精神科の先生方が転職活動を開始する時期ですが、これまでは他の科目と違わず翌年の4月からの勤務開始に標準を合わせて、夏の終わり頃から秋頃、つまり新たな勤務先にて勤務を開始されるおおよそ半年前頃より活動を開始されるというのが一般的でした。
そのため、弊社宛に転職の件でご相談に来られる先生方の数に関しましても、ピークを迎えるのは夏の終わりごろから秋にかけてという事になっていたのですが、どうやらここ2~3年の傾向を見ていますと、それまでとは違った傾向が出てきており、明らかに転職活動を開始される時期が早まってきている印象を強く受けております。
実際に、弊社宛にご相談に来られた精神科の先生方の人数を月毎にカウントしてみますと、今年は今のところ2月・3月が同数で最多、昨年は1月が最も多く2月が2番目に多いという事で、年初の頃にピークを迎えているという事が分かります。
※ちなみに、年初にご相談に来られた先生方は当年4月の転職をご希望されているよりも、翌年の4月からの転職をご希望されている先生方の割合が高くなっています。
既に現時点で2027年4月の転職希望の先生方からご相談を受け始めております。
つまり1年以上前から転職活動を開始されているという事になるのです。
これは今までにはなかった傾向で、明らかに精神科の先生方の転職活動の流れが変わり始めている事が分かります。
ちなみに、某大手の医師求人ポータルサイトを運営している企業の担当者に、精神科以外の科目の医師の動きについて確認させて頂きましたところ、他の科目の医師に関しましては今までと大きな違いはなく、上記でも記載させて頂きましたように夏の終わりごろから秋ごろにかけてピークを迎えているという事でしたので、この傾向は精神科特有の動きと言っても良いのではないかと考えております。

では、なぜこのような動きになるのかと言いますと、その理由は幾つか考えられますが、中でも求人件数について気にされている先生方が増えている印象があります。
首都圏では特に、精神科医向けの求人の件数が少なくなる傾向があり、他の先生方との競争倍率が高まりつつあるという背景がございます。
そのため、競争に負けないようにと少しでも早い時期より転職活動を開始される事で、他の先生方に対し差を付けたいとのご意向があるのではないかと考えております。
もしくは、少しでも早い時期から活動を開始される事で、時間をかけて情報収集を行いたいとお考えになられている先生方がいらっしゃるからではないかと思います。

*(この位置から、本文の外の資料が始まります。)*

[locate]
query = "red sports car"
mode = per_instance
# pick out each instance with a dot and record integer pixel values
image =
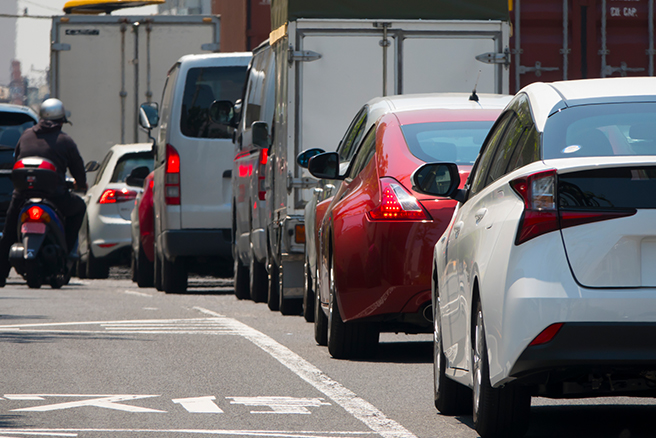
(377, 234)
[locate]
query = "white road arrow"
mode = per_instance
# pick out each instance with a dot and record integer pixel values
(199, 405)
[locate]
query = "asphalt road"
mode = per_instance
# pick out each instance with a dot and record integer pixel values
(103, 358)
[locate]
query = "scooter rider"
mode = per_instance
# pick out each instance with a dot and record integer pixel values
(47, 140)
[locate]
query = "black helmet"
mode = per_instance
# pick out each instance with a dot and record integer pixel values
(53, 109)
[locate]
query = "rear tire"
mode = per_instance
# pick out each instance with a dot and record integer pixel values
(451, 398)
(145, 269)
(308, 296)
(33, 274)
(258, 280)
(320, 322)
(174, 276)
(274, 288)
(498, 412)
(96, 268)
(348, 340)
(241, 280)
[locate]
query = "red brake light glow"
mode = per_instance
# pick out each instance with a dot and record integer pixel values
(396, 203)
(547, 334)
(172, 177)
(112, 196)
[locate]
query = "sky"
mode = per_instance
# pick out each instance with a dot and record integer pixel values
(33, 35)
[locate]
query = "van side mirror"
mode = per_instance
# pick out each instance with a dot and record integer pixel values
(303, 159)
(223, 113)
(137, 176)
(438, 179)
(325, 166)
(148, 115)
(260, 133)
(91, 166)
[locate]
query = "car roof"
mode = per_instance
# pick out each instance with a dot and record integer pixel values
(217, 59)
(10, 108)
(546, 98)
(121, 149)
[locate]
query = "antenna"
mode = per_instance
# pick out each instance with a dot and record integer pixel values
(474, 96)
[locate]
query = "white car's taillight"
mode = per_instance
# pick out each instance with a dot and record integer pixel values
(538, 191)
(172, 177)
(396, 203)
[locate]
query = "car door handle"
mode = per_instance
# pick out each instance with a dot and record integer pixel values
(456, 229)
(480, 214)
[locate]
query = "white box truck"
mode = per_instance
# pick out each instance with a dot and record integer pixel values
(104, 67)
(331, 57)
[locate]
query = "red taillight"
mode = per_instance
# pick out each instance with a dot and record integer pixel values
(547, 334)
(261, 191)
(35, 213)
(541, 215)
(172, 177)
(396, 203)
(112, 196)
(538, 191)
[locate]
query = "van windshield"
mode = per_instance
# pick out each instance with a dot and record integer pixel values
(203, 87)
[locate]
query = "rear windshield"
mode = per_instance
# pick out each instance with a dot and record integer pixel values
(204, 86)
(608, 189)
(617, 129)
(12, 126)
(128, 162)
(455, 142)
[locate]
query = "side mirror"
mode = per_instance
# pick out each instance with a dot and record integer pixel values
(325, 166)
(137, 176)
(437, 179)
(304, 157)
(91, 166)
(149, 115)
(222, 112)
(260, 134)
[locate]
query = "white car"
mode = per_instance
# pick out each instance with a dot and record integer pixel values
(105, 236)
(544, 281)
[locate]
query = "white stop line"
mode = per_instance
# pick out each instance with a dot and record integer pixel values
(347, 399)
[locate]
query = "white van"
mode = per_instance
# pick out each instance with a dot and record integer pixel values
(193, 166)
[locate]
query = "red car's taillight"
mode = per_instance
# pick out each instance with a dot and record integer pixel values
(261, 192)
(112, 196)
(172, 177)
(396, 203)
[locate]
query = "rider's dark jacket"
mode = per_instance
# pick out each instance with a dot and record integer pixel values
(47, 140)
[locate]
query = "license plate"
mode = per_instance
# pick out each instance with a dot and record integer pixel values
(33, 228)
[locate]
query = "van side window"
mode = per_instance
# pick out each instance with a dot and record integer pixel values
(165, 111)
(203, 86)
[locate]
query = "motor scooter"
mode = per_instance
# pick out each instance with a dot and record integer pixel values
(40, 254)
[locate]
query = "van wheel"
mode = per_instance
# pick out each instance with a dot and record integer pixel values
(348, 340)
(96, 268)
(241, 280)
(174, 276)
(258, 280)
(274, 287)
(308, 296)
(498, 412)
(144, 274)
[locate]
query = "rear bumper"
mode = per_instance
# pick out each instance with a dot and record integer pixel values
(196, 243)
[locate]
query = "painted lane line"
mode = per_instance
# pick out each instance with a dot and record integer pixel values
(199, 405)
(254, 433)
(103, 402)
(356, 406)
(139, 294)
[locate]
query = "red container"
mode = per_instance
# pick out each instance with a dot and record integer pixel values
(578, 39)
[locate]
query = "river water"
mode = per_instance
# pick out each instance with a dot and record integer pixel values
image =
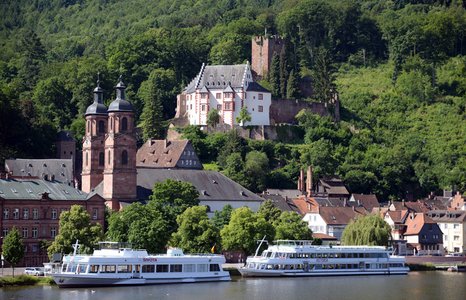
(436, 285)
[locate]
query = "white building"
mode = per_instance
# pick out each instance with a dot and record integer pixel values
(227, 88)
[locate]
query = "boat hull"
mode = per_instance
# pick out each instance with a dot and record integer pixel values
(75, 280)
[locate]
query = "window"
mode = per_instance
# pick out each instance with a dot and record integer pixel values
(101, 126)
(6, 213)
(124, 157)
(124, 124)
(25, 232)
(25, 213)
(16, 213)
(101, 159)
(34, 232)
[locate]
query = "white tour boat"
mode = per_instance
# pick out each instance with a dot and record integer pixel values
(114, 264)
(300, 258)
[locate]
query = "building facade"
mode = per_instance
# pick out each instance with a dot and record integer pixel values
(34, 205)
(226, 88)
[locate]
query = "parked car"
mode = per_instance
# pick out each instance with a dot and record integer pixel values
(34, 271)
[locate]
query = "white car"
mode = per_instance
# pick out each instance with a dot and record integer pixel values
(34, 271)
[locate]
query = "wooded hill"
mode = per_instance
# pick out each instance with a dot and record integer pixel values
(399, 68)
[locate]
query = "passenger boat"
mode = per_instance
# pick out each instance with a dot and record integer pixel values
(116, 264)
(300, 258)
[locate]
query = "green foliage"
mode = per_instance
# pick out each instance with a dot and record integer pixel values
(243, 117)
(13, 248)
(244, 229)
(195, 234)
(76, 224)
(369, 230)
(159, 94)
(172, 198)
(141, 225)
(290, 226)
(222, 217)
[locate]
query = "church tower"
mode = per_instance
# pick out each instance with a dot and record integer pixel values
(120, 151)
(94, 142)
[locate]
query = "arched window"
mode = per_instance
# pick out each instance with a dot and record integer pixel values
(124, 124)
(101, 159)
(124, 157)
(101, 126)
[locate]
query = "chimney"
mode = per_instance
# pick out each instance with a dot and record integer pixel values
(301, 181)
(309, 181)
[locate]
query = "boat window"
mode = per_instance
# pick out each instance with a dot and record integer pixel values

転職活動の開始時期に関しましては、遅いよりは早い方が良いと思いますが、早すぎて出てくる弊害というのもございます。
時期が早すぎますと、医療機関によっては医師の採用計画が立っておらず、検討する事も難しいという事でお断りされてしまうような場合もありますので、必ずしも早い事が良い訳ではございません。
以上のような事からも、転職についてお考えになられる際には、まずは紹介会社等にご相談されつつ、最適な開始時期についてご確認頂く事をお勧め致します。